Recursion Continued

An Extended Example: Satisfiability of Boolean Expressions

A Boolean expression is an expression where all the operators are logical (NOT, AND, and OR) and connect variables that are truth values. In C, Boolean expressions look like this:
v1 || v2 && v3 || v4 || !v5
or this:
(v1 || v3) && (!v4 || !(v6 && v7))
A satisfying assignment to a Boolean expression is a set of assignments to the variables that will cause the expression to evaluate to true. For example, a satisfying assignment to v1 && v2 is v1 = 1, v2 = 1.

Some Boolean expressions have no satisfying assignment. For example, v1 && !v1 || v2 is unsatisfiable, since no assignment to the variables will cause it to be true.

Part of the job of a compiler is to eliminate dead code, code that can't possibly be executed during a program. If a compiler comes upon some code that looks like this:

	if (v1 && !v1 || v2) {
		printf ("hello!");
	}
it should eliminate it and possibly give a warning, since the printf statement can't ever be executed because of the unsatisfiable expression.
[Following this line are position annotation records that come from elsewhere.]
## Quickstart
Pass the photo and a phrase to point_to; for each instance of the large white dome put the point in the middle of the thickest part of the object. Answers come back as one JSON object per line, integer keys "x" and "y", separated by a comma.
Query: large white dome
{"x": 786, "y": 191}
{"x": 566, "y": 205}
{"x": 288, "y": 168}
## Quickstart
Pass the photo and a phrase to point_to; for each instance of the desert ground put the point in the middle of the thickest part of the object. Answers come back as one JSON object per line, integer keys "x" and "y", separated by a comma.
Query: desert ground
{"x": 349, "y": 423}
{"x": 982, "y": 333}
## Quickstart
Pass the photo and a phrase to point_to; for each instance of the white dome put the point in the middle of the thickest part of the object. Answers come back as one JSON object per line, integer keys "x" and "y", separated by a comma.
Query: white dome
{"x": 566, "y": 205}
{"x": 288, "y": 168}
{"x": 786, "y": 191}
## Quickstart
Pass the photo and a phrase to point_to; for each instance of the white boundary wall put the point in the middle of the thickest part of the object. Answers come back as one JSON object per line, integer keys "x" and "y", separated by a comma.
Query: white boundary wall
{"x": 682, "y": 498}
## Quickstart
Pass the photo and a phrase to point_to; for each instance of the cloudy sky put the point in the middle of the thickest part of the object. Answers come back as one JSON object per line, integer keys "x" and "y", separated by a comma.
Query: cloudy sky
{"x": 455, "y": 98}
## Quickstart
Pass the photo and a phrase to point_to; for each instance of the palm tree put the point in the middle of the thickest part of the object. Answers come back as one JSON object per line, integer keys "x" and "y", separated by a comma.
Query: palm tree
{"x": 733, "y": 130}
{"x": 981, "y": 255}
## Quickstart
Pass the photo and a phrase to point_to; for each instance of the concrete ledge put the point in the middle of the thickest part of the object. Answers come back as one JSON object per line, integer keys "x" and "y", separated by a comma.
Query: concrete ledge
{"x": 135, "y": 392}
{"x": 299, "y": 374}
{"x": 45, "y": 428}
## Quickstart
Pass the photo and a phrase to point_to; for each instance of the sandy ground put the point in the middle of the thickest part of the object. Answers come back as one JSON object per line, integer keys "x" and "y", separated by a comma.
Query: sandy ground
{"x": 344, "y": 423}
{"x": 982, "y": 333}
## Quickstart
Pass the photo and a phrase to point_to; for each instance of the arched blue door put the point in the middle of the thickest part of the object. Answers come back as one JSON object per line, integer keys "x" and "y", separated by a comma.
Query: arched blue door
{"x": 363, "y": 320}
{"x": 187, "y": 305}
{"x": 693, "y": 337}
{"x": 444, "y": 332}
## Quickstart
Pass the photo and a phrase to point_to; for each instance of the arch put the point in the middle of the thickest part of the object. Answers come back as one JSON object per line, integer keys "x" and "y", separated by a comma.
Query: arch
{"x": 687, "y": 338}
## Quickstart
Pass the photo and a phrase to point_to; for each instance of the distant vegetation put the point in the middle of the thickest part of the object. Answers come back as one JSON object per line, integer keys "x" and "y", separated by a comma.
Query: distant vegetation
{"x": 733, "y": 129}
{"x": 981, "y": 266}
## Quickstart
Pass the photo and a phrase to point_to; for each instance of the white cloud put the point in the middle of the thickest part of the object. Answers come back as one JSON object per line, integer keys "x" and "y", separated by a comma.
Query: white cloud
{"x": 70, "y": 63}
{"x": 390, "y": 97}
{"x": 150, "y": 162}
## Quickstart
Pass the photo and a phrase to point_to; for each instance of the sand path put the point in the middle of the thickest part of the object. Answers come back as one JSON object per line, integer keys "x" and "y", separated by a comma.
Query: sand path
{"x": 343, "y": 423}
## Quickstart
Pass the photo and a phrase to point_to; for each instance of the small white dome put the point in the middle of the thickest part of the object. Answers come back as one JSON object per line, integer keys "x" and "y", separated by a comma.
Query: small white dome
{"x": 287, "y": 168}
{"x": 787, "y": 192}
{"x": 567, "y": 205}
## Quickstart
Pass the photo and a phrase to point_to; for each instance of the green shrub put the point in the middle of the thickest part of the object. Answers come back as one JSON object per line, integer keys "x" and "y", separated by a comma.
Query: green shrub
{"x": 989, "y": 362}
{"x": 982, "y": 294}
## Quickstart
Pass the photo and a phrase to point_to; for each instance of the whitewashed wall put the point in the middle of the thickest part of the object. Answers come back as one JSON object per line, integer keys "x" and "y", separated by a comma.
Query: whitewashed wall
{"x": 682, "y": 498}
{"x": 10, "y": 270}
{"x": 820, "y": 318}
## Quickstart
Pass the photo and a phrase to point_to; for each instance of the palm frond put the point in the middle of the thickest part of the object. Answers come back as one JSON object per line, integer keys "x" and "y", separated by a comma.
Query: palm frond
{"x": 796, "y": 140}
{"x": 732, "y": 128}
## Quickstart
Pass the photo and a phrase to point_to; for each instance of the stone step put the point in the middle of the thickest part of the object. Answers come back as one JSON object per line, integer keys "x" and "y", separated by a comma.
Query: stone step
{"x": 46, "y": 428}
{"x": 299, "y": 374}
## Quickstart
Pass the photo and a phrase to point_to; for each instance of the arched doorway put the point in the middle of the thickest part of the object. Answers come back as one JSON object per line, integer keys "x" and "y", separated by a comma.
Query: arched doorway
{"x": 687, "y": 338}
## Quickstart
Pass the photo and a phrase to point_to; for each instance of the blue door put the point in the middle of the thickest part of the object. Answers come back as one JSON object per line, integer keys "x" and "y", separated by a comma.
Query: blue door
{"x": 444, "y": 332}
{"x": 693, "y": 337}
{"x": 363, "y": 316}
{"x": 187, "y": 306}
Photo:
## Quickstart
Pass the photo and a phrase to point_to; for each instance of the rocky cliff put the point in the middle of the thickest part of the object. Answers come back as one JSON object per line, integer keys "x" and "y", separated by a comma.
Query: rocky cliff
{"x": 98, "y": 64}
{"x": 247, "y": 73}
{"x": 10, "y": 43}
We would like to write a program that reads in a Boolean expression and checks to see if it is satisfiable. If it is, we should print an assignment that satisfies it (as proof). Otherwise, we should print out "unsatisfiable."

Reading Expressions with a Recursive Descent Parser

First, we will have to read in the Boolean expressions. Expressions can be arbitrarily parenthesized, e.g. ((!v1) || (v2 && !v3)) || v2 and the operators have different precedences (priority over each other), so we will have to be careful how we do this.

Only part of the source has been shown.